Powerhouse UK insurer Direct Line has scrapped its plan to offload part of its pension liabilities following the central bank’s interest rate cut and Britain’s decision to leave the European Union.
Direct Line, one the biggest insurance firms in the UK, had been negotiating with an external investor to hand over part of its defined benefit retirement scheme,
Sky News reported.

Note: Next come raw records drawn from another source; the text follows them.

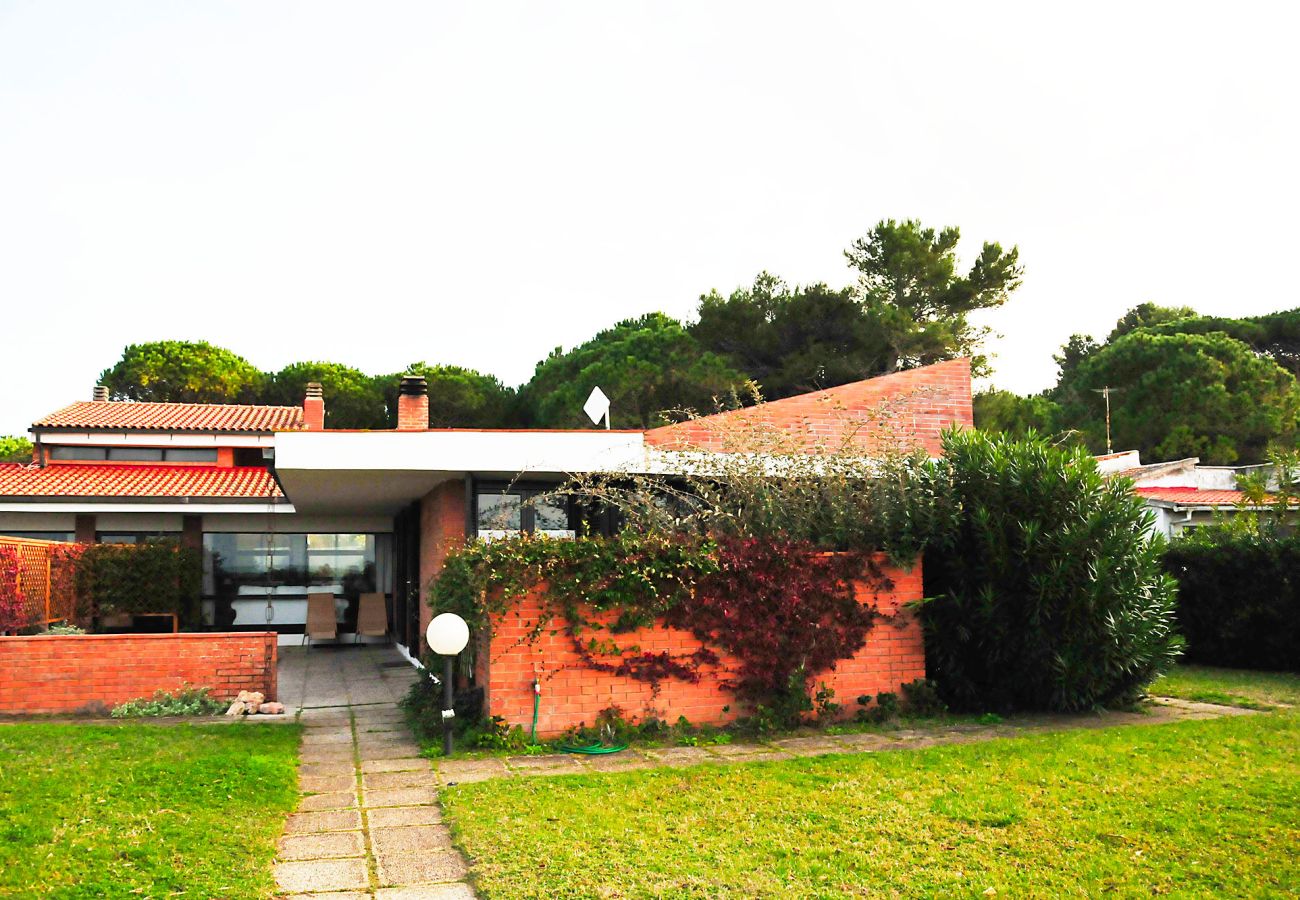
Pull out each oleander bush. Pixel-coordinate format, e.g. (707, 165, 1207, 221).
(921, 429, 1183, 711)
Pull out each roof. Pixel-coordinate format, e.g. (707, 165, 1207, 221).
(0, 464, 284, 501)
(643, 358, 973, 456)
(1135, 487, 1255, 507)
(33, 401, 304, 433)
(1114, 458, 1199, 482)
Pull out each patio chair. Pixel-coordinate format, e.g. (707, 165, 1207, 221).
(355, 592, 388, 643)
(304, 592, 338, 646)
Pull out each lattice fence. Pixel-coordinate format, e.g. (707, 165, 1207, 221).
(0, 536, 78, 632)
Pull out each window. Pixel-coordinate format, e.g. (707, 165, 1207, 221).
(164, 448, 218, 462)
(202, 533, 391, 632)
(0, 531, 73, 542)
(48, 446, 107, 461)
(107, 447, 163, 462)
(96, 532, 181, 545)
(474, 483, 574, 539)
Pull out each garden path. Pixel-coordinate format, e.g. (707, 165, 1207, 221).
(274, 645, 475, 900)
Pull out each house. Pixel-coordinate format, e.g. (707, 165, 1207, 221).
(1096, 449, 1290, 537)
(0, 360, 973, 660)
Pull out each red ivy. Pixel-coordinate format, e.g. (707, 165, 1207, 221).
(0, 545, 27, 634)
(670, 537, 886, 704)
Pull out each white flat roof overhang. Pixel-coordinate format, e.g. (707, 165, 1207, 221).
(271, 429, 651, 514)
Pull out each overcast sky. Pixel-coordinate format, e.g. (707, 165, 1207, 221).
(2, 2, 1297, 435)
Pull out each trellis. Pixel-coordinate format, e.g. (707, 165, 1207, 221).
(0, 536, 77, 630)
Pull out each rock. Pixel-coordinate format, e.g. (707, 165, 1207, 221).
(258, 702, 285, 715)
(225, 701, 247, 716)
(235, 690, 265, 708)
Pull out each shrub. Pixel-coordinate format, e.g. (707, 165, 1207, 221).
(110, 686, 226, 717)
(73, 540, 201, 627)
(921, 429, 1182, 711)
(0, 545, 27, 634)
(1163, 530, 1300, 671)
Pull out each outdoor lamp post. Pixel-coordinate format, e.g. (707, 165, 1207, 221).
(425, 612, 470, 757)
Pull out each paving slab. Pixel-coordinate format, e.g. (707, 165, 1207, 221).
(368, 805, 443, 827)
(278, 830, 366, 861)
(371, 824, 453, 855)
(285, 809, 363, 834)
(364, 770, 440, 790)
(274, 857, 369, 893)
(364, 786, 439, 808)
(361, 743, 429, 760)
(286, 892, 371, 900)
(300, 746, 357, 763)
(376, 885, 477, 900)
(300, 760, 357, 778)
(376, 849, 468, 887)
(362, 757, 431, 774)
(300, 774, 359, 794)
(296, 791, 358, 812)
(302, 730, 355, 746)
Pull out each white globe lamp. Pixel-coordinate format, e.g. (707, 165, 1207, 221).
(426, 612, 470, 756)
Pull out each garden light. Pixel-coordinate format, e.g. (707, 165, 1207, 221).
(426, 612, 470, 756)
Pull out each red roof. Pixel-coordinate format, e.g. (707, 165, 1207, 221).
(1135, 487, 1253, 506)
(0, 464, 284, 500)
(33, 401, 303, 433)
(644, 358, 973, 456)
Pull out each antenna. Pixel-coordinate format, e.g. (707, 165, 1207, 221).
(1091, 386, 1123, 453)
(583, 386, 611, 430)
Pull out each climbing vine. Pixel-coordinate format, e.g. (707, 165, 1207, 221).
(430, 529, 890, 716)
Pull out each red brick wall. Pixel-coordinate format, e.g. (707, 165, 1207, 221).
(0, 632, 277, 715)
(419, 479, 466, 651)
(485, 556, 925, 736)
(644, 358, 972, 456)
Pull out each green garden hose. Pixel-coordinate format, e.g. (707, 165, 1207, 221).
(531, 685, 540, 744)
(559, 740, 629, 755)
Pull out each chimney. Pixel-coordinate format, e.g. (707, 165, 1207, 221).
(397, 374, 428, 431)
(92, 385, 109, 402)
(303, 382, 325, 431)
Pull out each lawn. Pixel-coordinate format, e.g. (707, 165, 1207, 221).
(0, 722, 300, 899)
(445, 709, 1299, 898)
(1152, 664, 1300, 710)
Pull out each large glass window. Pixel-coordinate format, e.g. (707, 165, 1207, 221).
(202, 533, 391, 633)
(474, 484, 574, 539)
(48, 446, 107, 461)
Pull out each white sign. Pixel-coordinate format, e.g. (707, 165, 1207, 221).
(583, 386, 611, 429)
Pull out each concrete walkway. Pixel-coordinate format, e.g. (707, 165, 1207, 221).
(274, 646, 476, 900)
(429, 696, 1257, 785)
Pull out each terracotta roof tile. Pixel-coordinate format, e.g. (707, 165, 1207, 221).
(33, 401, 303, 433)
(0, 464, 284, 500)
(1134, 487, 1254, 506)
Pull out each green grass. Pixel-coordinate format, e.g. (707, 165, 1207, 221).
(1152, 664, 1300, 710)
(445, 712, 1299, 898)
(0, 722, 300, 899)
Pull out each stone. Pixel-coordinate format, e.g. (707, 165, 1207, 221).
(278, 830, 365, 860)
(224, 701, 247, 717)
(376, 850, 468, 887)
(236, 690, 265, 708)
(367, 806, 443, 827)
(375, 886, 476, 900)
(284, 809, 363, 834)
(274, 857, 368, 893)
(370, 824, 452, 854)
(259, 701, 286, 715)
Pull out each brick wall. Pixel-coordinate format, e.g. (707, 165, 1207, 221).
(0, 632, 277, 715)
(419, 479, 466, 651)
(484, 556, 925, 736)
(644, 358, 973, 456)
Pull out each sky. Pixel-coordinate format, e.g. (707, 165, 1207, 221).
(2, 1, 1298, 435)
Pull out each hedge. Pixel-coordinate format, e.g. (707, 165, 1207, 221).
(1163, 533, 1300, 671)
(74, 541, 202, 628)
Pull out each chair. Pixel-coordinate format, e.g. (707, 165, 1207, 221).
(304, 593, 338, 646)
(355, 592, 388, 643)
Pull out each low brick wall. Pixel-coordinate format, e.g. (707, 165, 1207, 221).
(482, 556, 925, 736)
(0, 632, 277, 715)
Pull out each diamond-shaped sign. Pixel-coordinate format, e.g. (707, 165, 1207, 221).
(583, 386, 610, 428)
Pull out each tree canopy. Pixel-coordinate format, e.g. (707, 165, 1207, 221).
(382, 363, 517, 429)
(521, 313, 747, 428)
(263, 361, 387, 429)
(1056, 330, 1299, 464)
(99, 341, 265, 404)
(0, 436, 32, 464)
(845, 219, 1023, 377)
(971, 389, 1061, 440)
(691, 274, 884, 401)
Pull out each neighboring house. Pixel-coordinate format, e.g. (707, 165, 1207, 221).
(1096, 450, 1291, 537)
(0, 359, 973, 658)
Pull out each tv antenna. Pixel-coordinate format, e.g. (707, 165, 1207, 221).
(1091, 386, 1123, 453)
(583, 386, 611, 430)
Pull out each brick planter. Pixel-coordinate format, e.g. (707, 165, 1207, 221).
(479, 555, 926, 736)
(0, 632, 277, 715)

The talks were held until the historic EU referendum in June.
However, company executives concluded in recent weeks that the costs of pursuing the deal outweighed the projected benefits, according to the report.
Insider sources told
Sky News that the Brexit vote, the resulting market volatility and monetary policy decisions also affected Direct Line’s move to abort the planned offloading of its pension scheme.
The pensions that were under discussion at Direct Line were part of a defined benefit scheme that dated back to when the insurance firm was still wholly owned by Royal Bank of Scotland.
The latest news on Direct Line followed the company’s announcement of its half-year financial results two weeks ago.
The insurer reported a 5.2% decline in pre-tax profits as the introduction of Flood Re impacted the business.
Pre-tax profits fell from £315 million to £298.5 million while operating profits also went down to £323.6 million.
Direct Line’s gross written premiums, however, rose by 3.9% to £1.6 billion.